O homem corrompido pela vida implacável da sociedade moderna não só costuma desprezar esses valores como tenta ganhar vantagem e acha-se superior ao homem naturalmente bom. Nesses próximos meses veremos muitos exemplos de homens assim aclamados em via pública, televisão e jornais. Eles são os reflexos da nossa sociedade que preconiza o mais esperto e valoriza aquele que tem mais. Vejo, na minha realidade, conhecidos meus que discutem do lado de um paredão e de um carro rebaixado, quem é mais rico e portanto tem direito de ligar o seu som. Depois encontro outros dois na mesa de um bar, quase indo às vias de fato porque um deles duvidou que o outro tivesse condições de pagar a garrafa de Whisky que estava sendo tomada e a escondeu.

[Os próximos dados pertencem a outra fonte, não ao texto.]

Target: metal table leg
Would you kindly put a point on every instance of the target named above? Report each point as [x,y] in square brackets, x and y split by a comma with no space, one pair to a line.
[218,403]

Sem dúvida a pobreza que mais envergonha a raça humana continuará sendo a de espírito enquanto vivermos no mal necessário chamado sociedade. É, Chico, sinto assim todo meu peito se apertar, mas é pela gente esnobe mesmo... que vontade de chorar por ela.

4 comments:

ANNA P.M.S. said...

Ursinho... adorei seu texo e concordo em tudo... só não pelo fato que você é burro, pois burro você nunca foi! Também trabalho com a comunidade pelo pojeto da universidade e percebi os pontor que destacou, existe gente humilde e com muita humildade na alma.
Gente rica muitas vezes é pobre de espírito.
Se cuida viu? beijão

Unknown said...

Você realmente, tem o dom de se expressar, com tanta sabedoria, com tanto recurso que pude notar ao ler este texto, ainda designa-se burro? Desculpa, eu não acho!
Muita sinceridade, mesmo sabendo que a nossa realidade hoje em dia é esta...
Parabéns! Texto digno de uma muitas palmas.
Beijão Ruffys.

Karol Marques' said...

Meu querido suas palavras tocaram fundo. Pois é, deprimente a situação de muitas pessoas que vivem no nosso país, uma realidade cruel que muitos de nós imaginamos, porém não chega nem perto do que essas famílias viveciam. Parabéns pelas singelas e simples palavras. Saudadiiis Poeta Burro =D Te amo

waleska blogs said...

Parabéns jovem, vc conseguiu realmente descrever o que é a maior pobreza. A pobreza de espírito nos rodeia até mais do que a financeira e de fato, ela é a que envergonha o ser humano, tão fútil, tão superficial e tão limitado.
Continue com postagens dessas, elas são interessantes e transmitem uma menssagem bem produtiva.